Soil fertilization with 30 kg ha−1 P added as TPR or DAP significantly enhanced all the parameters measured. DAP significantly stimulated plant height 30 days after planting and shoot dry matter yields harvested 60 days after planting, and TPR stimulated root dry matter yield at harvest. With TPR root colonization with indigenous AM fungi was approximately five times more important than with DAP. This corroborates the results of Barea et al. (1980) showing that phosphate rock does not reduce the level of root infection with AM as compared to the addition of soluble P. The observed percentages of wheat root colonization by natural AM fungi present in the Koygour soil are very low. Many adverse soil conditions like elevated temperature and water stress (Entry et al., 2002) can explain this, and wheat will probably benefit from inoculation with an appropriate isolate of AM (Graham and Abbott, 2000).
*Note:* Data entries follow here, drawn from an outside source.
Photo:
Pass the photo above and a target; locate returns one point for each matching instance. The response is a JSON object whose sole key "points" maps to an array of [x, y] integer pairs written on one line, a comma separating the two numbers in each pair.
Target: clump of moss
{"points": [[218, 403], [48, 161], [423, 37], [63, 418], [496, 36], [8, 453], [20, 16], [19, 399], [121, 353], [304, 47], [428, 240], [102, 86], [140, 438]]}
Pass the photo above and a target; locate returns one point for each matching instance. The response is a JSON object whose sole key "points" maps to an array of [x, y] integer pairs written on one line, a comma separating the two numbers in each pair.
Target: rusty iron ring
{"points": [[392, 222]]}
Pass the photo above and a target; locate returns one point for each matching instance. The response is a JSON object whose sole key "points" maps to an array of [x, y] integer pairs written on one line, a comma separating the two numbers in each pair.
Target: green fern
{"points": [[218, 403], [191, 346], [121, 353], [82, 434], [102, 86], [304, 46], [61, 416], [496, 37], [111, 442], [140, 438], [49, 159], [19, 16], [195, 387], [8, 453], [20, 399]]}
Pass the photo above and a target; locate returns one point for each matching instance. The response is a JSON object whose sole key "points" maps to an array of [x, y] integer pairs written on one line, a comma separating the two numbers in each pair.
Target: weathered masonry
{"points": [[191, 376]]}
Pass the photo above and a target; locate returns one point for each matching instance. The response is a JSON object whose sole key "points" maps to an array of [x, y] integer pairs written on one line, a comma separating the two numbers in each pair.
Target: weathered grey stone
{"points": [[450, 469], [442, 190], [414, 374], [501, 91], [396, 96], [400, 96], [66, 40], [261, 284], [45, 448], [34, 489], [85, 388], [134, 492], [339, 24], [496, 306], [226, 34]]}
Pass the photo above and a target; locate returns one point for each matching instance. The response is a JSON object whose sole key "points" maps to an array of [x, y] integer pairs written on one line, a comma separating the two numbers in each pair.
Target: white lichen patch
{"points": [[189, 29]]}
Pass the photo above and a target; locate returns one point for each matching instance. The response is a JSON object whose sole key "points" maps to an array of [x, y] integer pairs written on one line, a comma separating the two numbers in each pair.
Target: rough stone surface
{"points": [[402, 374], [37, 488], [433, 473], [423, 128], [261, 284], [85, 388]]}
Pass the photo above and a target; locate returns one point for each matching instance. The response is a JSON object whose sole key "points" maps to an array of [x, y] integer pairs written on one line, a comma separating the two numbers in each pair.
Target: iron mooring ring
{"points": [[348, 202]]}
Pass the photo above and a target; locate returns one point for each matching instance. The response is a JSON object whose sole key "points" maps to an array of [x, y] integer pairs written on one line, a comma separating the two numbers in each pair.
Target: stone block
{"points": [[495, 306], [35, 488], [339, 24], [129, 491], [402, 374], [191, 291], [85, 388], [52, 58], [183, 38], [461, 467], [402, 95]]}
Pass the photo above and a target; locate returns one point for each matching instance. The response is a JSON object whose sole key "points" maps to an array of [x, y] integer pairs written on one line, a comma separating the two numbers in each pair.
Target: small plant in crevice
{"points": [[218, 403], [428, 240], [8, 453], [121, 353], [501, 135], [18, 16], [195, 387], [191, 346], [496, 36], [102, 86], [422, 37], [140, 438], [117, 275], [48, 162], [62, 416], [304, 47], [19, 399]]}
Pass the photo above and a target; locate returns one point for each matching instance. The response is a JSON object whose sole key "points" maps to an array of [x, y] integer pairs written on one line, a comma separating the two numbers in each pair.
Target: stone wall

In Mali, soils are frequently exposed to elevated temperature and drought; therefore the use of TSM producing resistant spores will be preferable for the success of inoculation under these difficult conditions. Endospore-forming bacteria belonging to the genus Bacillus include PSM isolates (De Freitas et al., 1997), which will adapt to such harsh conditions. The TSM

selected in this study were identified by the laboratory of Dr. Carole Beaulieu at the University of Sherbrooke (Quebec, Canada) by using the Biolog systems and the sequencing of the 16S rDNA, and none of the isolated bacteria belonged to the bacilli. For this reason and because of their high TPR solubilizing activities, the two fungi C1 and C13 were retained for future investigations. Isolate C1 was identified as Aspergillus awamori Nakazawa, and C13 as Penicillium chrysogenum Thom. The bacterial isolate BR2 identified as a Pseudomonas sp. was also retained because it is an important mycorrhizal helper bacterium and has superior plant growth promoting activities with wheat fertilized with TPR. The two fungal isolates C1 and C13, the bacterial isolate BR2 and a commercial AM isolate of Glomus intraradices were used to inoculate the cv. Tetra of wheat in field plots established in Koygour during the 2001–2002 growing season (Babana and Antoun, 2004). Bacteria BR2 confirmed its mycorrhizal helper trait and inoculation of wheat with G. intraradices significantly increased wheat grain yield and P content. The highest grain yield and P content was obtained with TPR fertilized wheat inoculated with BR2, C1 and G. intraradices (Babana and Antoun, 2004). More field inoculation trials should be performed in many different regions in Mali and other parts of Africa, and with other wheat cultivars, before a commercial inoculant formulation based on these beneficial TSM can be developed.